Серый проспект уныло умывался холодной водой. Сложно было поверить, что эта часть Москвы когда-то снова оживет, зазеленеет и зацветет. Широкий тротуар сворачивал в темные скверы и снова выныривал к дороге. Игорь шел по тому же пути, каким ходил с женой много лет назад, в их студенческие годы, во время романтических конфет и букетов. Он не замечал, что выбирает тот же сквер, тот же поворот, где они скрывались, сбегая с пар в универе и смеясь, словно преступники, целовались за деревом. Но теперь здесь не было ни влюбленных пар, даже одиноких собаководов не было. В такую погоду все нормальные люди дома сидят.
Кроссовки давно промокли, дождевик не выдержал напора водяных струй и не защищал от воды, джинсы почернели влаги. Ноги сами привели его в старый район, где он познакомился с женой, где до сих пор жили её родители. И они все еще ничего не знают. Сколько он шел сюда? Путь ведь был не близкий, но с собой не было ни телефона, ни часов, чтобы понять… хотя это не важно. Он набрал знакомый, заученный, впечатанный в сознание и подсознание код домофона, поднялся на второй этаж, нажал на кнопку звонка и дверь тут же открыл Петр Сергеевич, отец жены.
Глаза запавшие, суровые, метают синие молнии, а ноги еле держат, ухватился за ручку двери и не отпускает, не дает войти. Тонкие губы вовсе исчезли с лица. А вот и Ирина Васильевна, теща, подбегает и будто отказывается понять, то, что понял ее муж еще в ту секунду, когда зазвонил звонок.
Момент, когда все оказались на кухне, врезался в память каждому, а то что было до него – как снимал обувь и дождевик, как непонимающе смотрели ее родители на него, но при этом все понимали – этого никто не помнил.
Первым нарушил молчание Игорь. В его голосе не было прежней силы. Он просто говорил, чтобы не молчать.
– Врачи сказали, это аневризма. Говорят, что в любой момент она могла убить ее, но никогда не давала о себе знать. Говорят, это произошло уже… уже после операции.

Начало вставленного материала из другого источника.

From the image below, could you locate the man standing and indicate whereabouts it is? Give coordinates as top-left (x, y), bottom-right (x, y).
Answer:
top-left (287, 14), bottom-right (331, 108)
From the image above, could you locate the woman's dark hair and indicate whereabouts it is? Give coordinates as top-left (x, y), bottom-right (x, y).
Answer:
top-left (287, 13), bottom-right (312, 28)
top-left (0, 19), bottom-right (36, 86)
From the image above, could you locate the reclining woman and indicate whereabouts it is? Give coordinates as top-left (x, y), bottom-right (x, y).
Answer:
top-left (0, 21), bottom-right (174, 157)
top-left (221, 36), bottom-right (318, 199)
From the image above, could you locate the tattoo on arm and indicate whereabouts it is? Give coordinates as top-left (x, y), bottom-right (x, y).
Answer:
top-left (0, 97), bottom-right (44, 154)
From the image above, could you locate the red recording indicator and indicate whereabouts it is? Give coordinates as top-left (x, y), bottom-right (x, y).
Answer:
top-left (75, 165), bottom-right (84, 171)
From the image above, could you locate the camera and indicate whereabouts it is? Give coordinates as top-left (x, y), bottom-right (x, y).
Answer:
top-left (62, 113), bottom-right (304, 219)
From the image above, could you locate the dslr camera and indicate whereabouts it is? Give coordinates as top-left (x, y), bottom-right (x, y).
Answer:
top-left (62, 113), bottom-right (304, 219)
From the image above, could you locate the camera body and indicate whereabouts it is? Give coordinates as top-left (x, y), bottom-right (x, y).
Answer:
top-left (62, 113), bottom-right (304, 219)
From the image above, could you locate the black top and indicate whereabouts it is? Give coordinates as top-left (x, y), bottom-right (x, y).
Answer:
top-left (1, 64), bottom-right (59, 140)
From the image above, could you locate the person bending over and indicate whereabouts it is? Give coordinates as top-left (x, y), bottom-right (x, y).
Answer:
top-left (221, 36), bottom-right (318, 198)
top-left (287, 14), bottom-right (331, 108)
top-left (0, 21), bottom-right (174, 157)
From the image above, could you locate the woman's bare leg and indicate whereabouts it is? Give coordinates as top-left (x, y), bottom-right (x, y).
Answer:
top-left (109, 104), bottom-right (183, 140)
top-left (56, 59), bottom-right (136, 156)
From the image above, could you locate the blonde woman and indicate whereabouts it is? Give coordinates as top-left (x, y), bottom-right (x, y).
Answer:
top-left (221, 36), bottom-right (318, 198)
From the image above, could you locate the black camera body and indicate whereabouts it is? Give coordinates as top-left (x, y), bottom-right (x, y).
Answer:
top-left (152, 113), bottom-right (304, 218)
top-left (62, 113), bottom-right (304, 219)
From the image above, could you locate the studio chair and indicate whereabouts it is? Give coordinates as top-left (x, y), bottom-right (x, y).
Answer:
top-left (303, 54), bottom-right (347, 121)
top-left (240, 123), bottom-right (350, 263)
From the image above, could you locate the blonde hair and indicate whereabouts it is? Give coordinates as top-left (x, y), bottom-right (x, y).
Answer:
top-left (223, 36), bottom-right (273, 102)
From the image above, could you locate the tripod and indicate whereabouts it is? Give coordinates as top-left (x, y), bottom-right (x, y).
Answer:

После этих слов надолго воцарилась тишина. Ирина Васильевна плакала тихо и горько. Петр Сергеевич не плакал, но его лицо посерело, осунулось и постарело в миг, в одну секунду.
Любимая дочка, Неллечка, умница и красавица, гордость всей семьи. Успешный графический дизайнер показала родителям магию искусства в современном мире, так удачно вышла замуж за чудесного парня, с которым прошла путь от комнаты в коммуналке до совместной квартиры в центре Москвы, подарила им чудеснейшего внука, всё детство была примерной дочкой, носила пятерки и никогда не приносила проблем. Иногда Петру и Ирине казалось, что их дочь буквально образчик идеальной женщины, дочери, жены и матери. И вот – расплата за тридцать лет счастья быть её родителями. Что может быть хуже в этом мире, чем потерять ребенка? У них не было ответа на этот вопрос. Вид убитого горем Игоря раздражал – разве может он понять их боль? Разве может почувствовать хоть десятую того, что чувствует убитая горем мать?